Max Baucus, Chair of Senate Finance (now exactly why does the Senate Finance Committee have so much say over health care?) hasn't shown his cards but staffers tell me he's more than happy to sign on to any one of these. But Baucus is waiting for more support from his colleagues, and none of the three proposals has emerged as the leading candidate for those who want to kill the public option without showing they're killing it. Meanwhile, Ted Kennedy and his staff are still pushing for a full public option, but with Kennedy ailing, he might not be able to round up the votes. (Kennedy's health committee released a draft of a bill today, which contains the full public option.)
Enter Olympia Snowe. Her move is important, not because she's Republican (the Senate needs only 51 votes to pass this) but because she's well-respected and considered non-partisan, and therefore offers some cover to Democrats who may need it. Last night Snowe hosted a private meeting between members and staffers about a new proposal Pharma and Insurance are floating, and apparently she's already gained the tentative support of several Democrats (including Ron Wyden and Thomas Carper). Under Snowe's proposal, the public option would kick in years from now, but it would be triggered only if insurance companies fail to bring down healthcare costs and expand coverage in he meantime.
Tom Caper is the vice Chair of the DLC. You can be sure that anything controversial that Tom Carper supports is toxic for working families and pre-approved by his corporate patrons. Big Insurance has poured $451,724 into Carper's career and Big Pharma, HMOs and other pieces of the Medical-Industrial Complex even more. He's on the take and there is no way to ever get ourselves out of the morass we're in short of defeating crooks like Carper.

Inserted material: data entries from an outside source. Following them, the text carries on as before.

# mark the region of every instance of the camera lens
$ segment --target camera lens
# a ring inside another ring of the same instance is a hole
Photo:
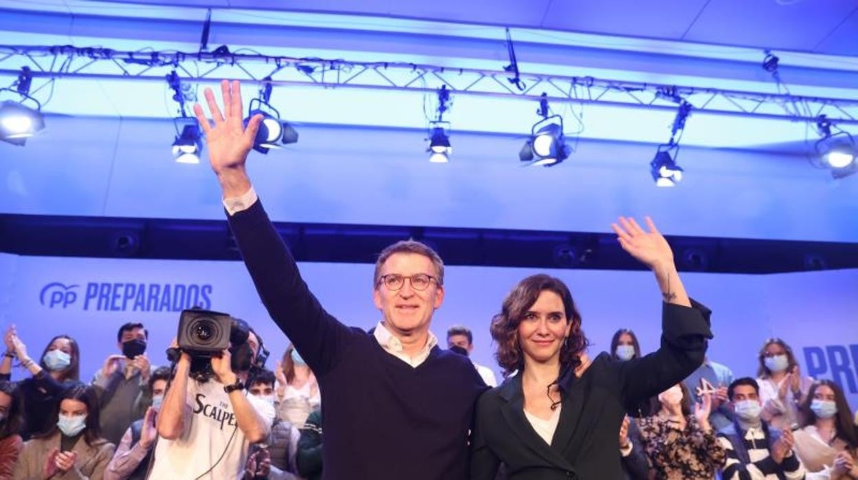
[[[194,325],[193,336],[200,343],[208,343],[212,337],[215,337],[214,330],[216,325],[210,319],[200,319]]]

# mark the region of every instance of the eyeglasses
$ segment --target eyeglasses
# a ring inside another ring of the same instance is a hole
[[[387,275],[381,276],[381,278],[378,280],[378,283],[384,283],[389,290],[398,290],[405,285],[406,278],[408,278],[411,283],[411,288],[415,290],[425,290],[428,289],[429,285],[432,284],[432,280],[435,280],[435,282],[438,283],[438,280],[434,276],[425,273],[416,273],[411,276],[404,276],[399,275],[398,273],[389,273]]]

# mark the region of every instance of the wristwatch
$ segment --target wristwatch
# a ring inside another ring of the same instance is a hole
[[[223,391],[226,392],[227,394],[232,393],[236,390],[244,390],[244,389],[245,389],[245,384],[241,383],[241,380],[239,380],[239,379],[235,379],[235,383],[224,386],[223,387]]]

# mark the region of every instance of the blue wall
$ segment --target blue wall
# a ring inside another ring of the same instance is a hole
[[[324,307],[344,323],[367,329],[378,321],[371,297],[372,265],[300,266]],[[75,337],[81,343],[81,372],[86,379],[114,353],[116,330],[129,320],[146,324],[150,331],[150,356],[154,362],[164,363],[162,352],[175,336],[178,320],[178,312],[172,310],[183,307],[175,301],[176,285],[184,292],[204,292],[197,297],[203,307],[251,321],[274,356],[281,355],[286,347],[286,337],[269,319],[240,263],[0,254],[0,271],[11,273],[3,277],[10,288],[3,289],[7,301],[0,297],[0,325],[5,328],[15,323],[33,355],[55,334]],[[496,368],[489,319],[513,285],[532,273],[535,270],[448,267],[446,298],[435,315],[432,331],[443,339],[454,324],[469,326],[476,345],[474,358]],[[583,316],[583,330],[593,342],[591,354],[608,349],[612,334],[619,327],[632,328],[644,350],[657,348],[661,301],[651,274],[571,270],[549,273],[564,279],[571,289]],[[685,274],[683,277],[692,295],[714,311],[711,359],[727,364],[736,375],[753,376],[756,355],[764,340],[781,337],[792,345],[803,372],[837,380],[849,394],[853,408],[858,407],[858,318],[854,295],[858,270],[770,276]],[[54,283],[63,286],[48,287]],[[134,284],[133,289],[144,284],[148,293],[150,285],[160,285],[157,302],[147,306],[155,311],[136,311],[136,298],[125,301],[123,296],[131,291],[126,283]],[[165,284],[171,285],[169,307],[161,304]],[[77,287],[65,289],[71,285]],[[88,297],[88,291],[100,293],[101,289],[111,295],[109,300],[106,297],[100,304],[99,295]],[[67,292],[74,295],[66,296]],[[180,296],[184,306],[193,304],[187,293]],[[15,301],[8,301],[9,298]],[[272,360],[269,367],[274,365]],[[21,375],[21,371],[15,374],[15,378]]]

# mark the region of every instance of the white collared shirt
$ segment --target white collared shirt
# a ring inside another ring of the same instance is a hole
[[[223,199],[223,208],[227,209],[227,213],[230,216],[242,211],[246,210],[251,208],[253,204],[257,203],[259,197],[257,195],[257,191],[253,190],[251,186],[250,190],[245,191],[241,197],[230,197],[229,198]]]
[[[381,345],[381,348],[384,349],[384,351],[396,356],[396,358],[402,360],[402,362],[408,363],[412,368],[416,368],[420,367],[421,363],[429,358],[429,352],[432,351],[432,348],[438,344],[438,337],[435,334],[429,332],[429,337],[426,338],[426,345],[420,349],[420,351],[417,352],[414,356],[408,356],[405,350],[402,349],[402,343],[396,338],[390,331],[384,326],[384,324],[378,322],[376,325],[375,331],[373,335],[376,337],[376,341]]]

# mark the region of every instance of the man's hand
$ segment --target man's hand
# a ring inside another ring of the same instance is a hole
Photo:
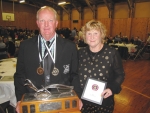
[[[20,113],[20,102],[21,102],[21,101],[18,101],[18,102],[17,102],[17,106],[16,106],[16,111],[17,111],[17,113]]]

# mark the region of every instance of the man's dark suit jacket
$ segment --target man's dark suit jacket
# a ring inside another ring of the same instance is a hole
[[[65,84],[74,86],[74,90],[81,95],[78,76],[78,58],[76,45],[61,37],[56,37],[56,61],[55,67],[59,69],[57,76],[50,76],[51,84]],[[28,86],[24,86],[25,79],[30,79],[38,88],[44,86],[44,75],[37,74],[39,67],[38,37],[27,39],[20,44],[17,59],[16,73],[14,74],[14,85],[17,101],[23,94],[35,92]],[[54,67],[52,65],[52,67]]]

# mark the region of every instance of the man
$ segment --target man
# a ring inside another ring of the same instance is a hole
[[[34,92],[24,87],[25,79],[30,79],[38,89],[50,84],[65,84],[74,86],[79,97],[81,93],[76,45],[56,34],[57,12],[46,6],[38,10],[36,18],[40,34],[21,42],[14,74],[18,113],[23,94]],[[50,47],[47,41],[52,42]],[[45,62],[47,57],[48,63]]]

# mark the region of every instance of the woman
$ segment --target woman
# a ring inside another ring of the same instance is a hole
[[[107,82],[106,89],[100,94],[104,97],[102,105],[83,101],[82,113],[112,113],[114,110],[114,94],[121,91],[124,70],[119,53],[105,45],[104,25],[91,20],[82,28],[87,47],[79,52],[79,76],[82,89],[88,77]]]

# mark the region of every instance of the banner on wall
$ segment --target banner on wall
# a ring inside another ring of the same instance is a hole
[[[14,13],[2,13],[3,21],[15,21]]]

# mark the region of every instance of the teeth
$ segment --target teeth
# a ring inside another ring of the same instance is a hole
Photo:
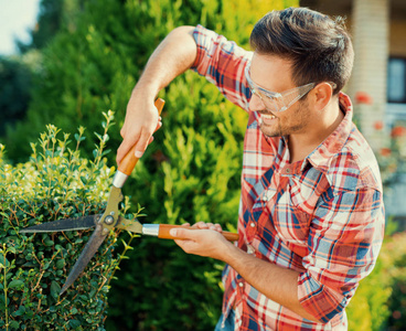
[[[263,114],[261,116],[264,118],[266,118],[266,119],[274,119],[274,118],[276,118],[276,116],[274,116],[274,115],[265,115],[265,114]]]

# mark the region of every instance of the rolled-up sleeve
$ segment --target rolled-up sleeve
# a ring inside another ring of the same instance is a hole
[[[382,246],[384,220],[382,192],[371,188],[331,194],[317,207],[298,297],[320,322],[341,313],[360,280],[372,271]]]
[[[197,56],[191,68],[216,85],[228,100],[248,110],[250,90],[244,71],[253,53],[202,25],[194,29],[193,38]]]

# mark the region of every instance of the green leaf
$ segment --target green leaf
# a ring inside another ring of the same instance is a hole
[[[60,296],[60,292],[61,286],[54,280],[51,281],[51,296],[56,299]]]
[[[62,269],[65,266],[65,260],[63,258],[58,259],[55,266],[57,269]]]
[[[22,287],[24,285],[24,281],[20,280],[20,279],[14,279],[11,280],[9,284],[9,288],[17,288],[17,287]]]
[[[68,325],[72,328],[72,329],[76,329],[76,328],[78,328],[78,327],[81,327],[81,321],[78,321],[78,320],[70,320],[68,321]]]

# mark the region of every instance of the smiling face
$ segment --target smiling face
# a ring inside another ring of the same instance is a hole
[[[291,63],[275,55],[254,53],[250,78],[267,90],[281,93],[297,87],[291,79]],[[301,99],[287,110],[273,113],[265,108],[260,97],[253,94],[249,110],[258,111],[260,130],[268,137],[281,137],[303,132],[312,118],[308,99]]]

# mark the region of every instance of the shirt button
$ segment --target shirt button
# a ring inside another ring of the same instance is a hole
[[[248,254],[254,254],[255,253],[255,249],[254,249],[254,247],[252,245],[248,245],[247,246],[247,253]]]

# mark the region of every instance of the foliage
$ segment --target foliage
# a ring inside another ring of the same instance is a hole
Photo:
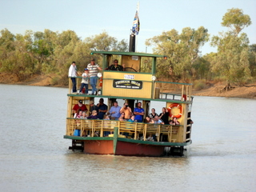
[[[232,27],[232,31],[220,33],[212,38],[211,45],[218,47],[218,53],[211,62],[213,72],[226,78],[227,83],[243,85],[250,78],[249,63],[249,39],[242,33],[243,27],[250,24],[248,15],[241,10],[231,9],[223,16],[222,25]]]
[[[238,36],[242,30],[250,24],[250,16],[244,14],[242,10],[235,8],[228,10],[228,12],[224,14],[222,22],[222,25],[229,27],[235,36]]]
[[[166,62],[158,64],[158,69],[161,69],[158,70],[158,76],[169,74],[174,78],[186,80],[194,76],[192,66],[198,58],[200,47],[208,38],[208,30],[203,26],[198,30],[186,27],[180,34],[177,30],[171,30],[147,39],[146,44],[155,45],[154,51],[168,58]]]
[[[0,33],[0,71],[15,74],[18,80],[43,74],[50,76],[54,84],[66,85],[67,71],[73,61],[78,70],[83,71],[91,59],[91,50],[128,50],[125,40],[118,42],[106,32],[85,41],[72,30],[26,30],[25,35],[14,35],[5,29]]]

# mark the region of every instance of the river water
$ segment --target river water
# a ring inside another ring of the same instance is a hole
[[[0,85],[1,191],[256,190],[256,100],[194,97],[186,156],[138,158],[68,150],[66,94]]]

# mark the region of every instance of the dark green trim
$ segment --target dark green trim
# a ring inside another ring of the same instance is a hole
[[[111,73],[122,73],[122,74],[152,74],[150,73],[142,73],[142,72],[133,72],[133,71],[119,71],[119,70],[103,70],[103,73],[105,71],[109,71]],[[113,78],[114,79],[114,78]]]
[[[117,128],[117,127],[115,127]],[[118,131],[114,131],[114,133],[117,133]],[[68,136],[68,135],[64,135],[63,138],[69,138],[69,139],[75,139],[75,140],[94,140],[94,141],[114,141],[114,142],[116,142],[116,144],[114,143],[114,145],[115,145],[115,149],[114,149],[114,154],[115,154],[115,150],[116,150],[116,146],[117,146],[117,142],[132,142],[132,143],[137,143],[137,144],[142,144],[142,145],[153,145],[153,146],[189,146],[192,143],[192,140],[190,140],[188,142],[150,142],[150,141],[141,141],[141,140],[134,140],[134,139],[130,139],[130,138],[117,138],[116,141],[114,138],[114,138],[110,138],[110,137],[103,137],[103,138],[100,138],[100,137],[86,137],[86,138],[83,138],[83,137],[78,137],[78,136]],[[116,134],[116,137],[118,137],[118,134]]]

You want real health care reform? There's one way to do it. Take a pledge to vote against incumbents like Blanche Lincoln (D-AR), John McCain (R-AZ), Johnny Isakson (R-GA), Evan Bayh (D-IN), Chuck Grassley (R-IA), Jim Bunning (R-KY), David Diapers Vitter (R-LA), Richard Burr (R-NC), Tom Coburn (R-OK), Arlen Specter (D-PA), Jim DeMint (R-SC), John Thune (R-SD), and Robert Bennett (R-UT) next year. That would get the attention of the rest of the Senate so fast that we'd have the best medical system in the world within months. Or maybe Obama will crack the whip and show some tough leadership. There's not a more important issue to keep the powder dry for.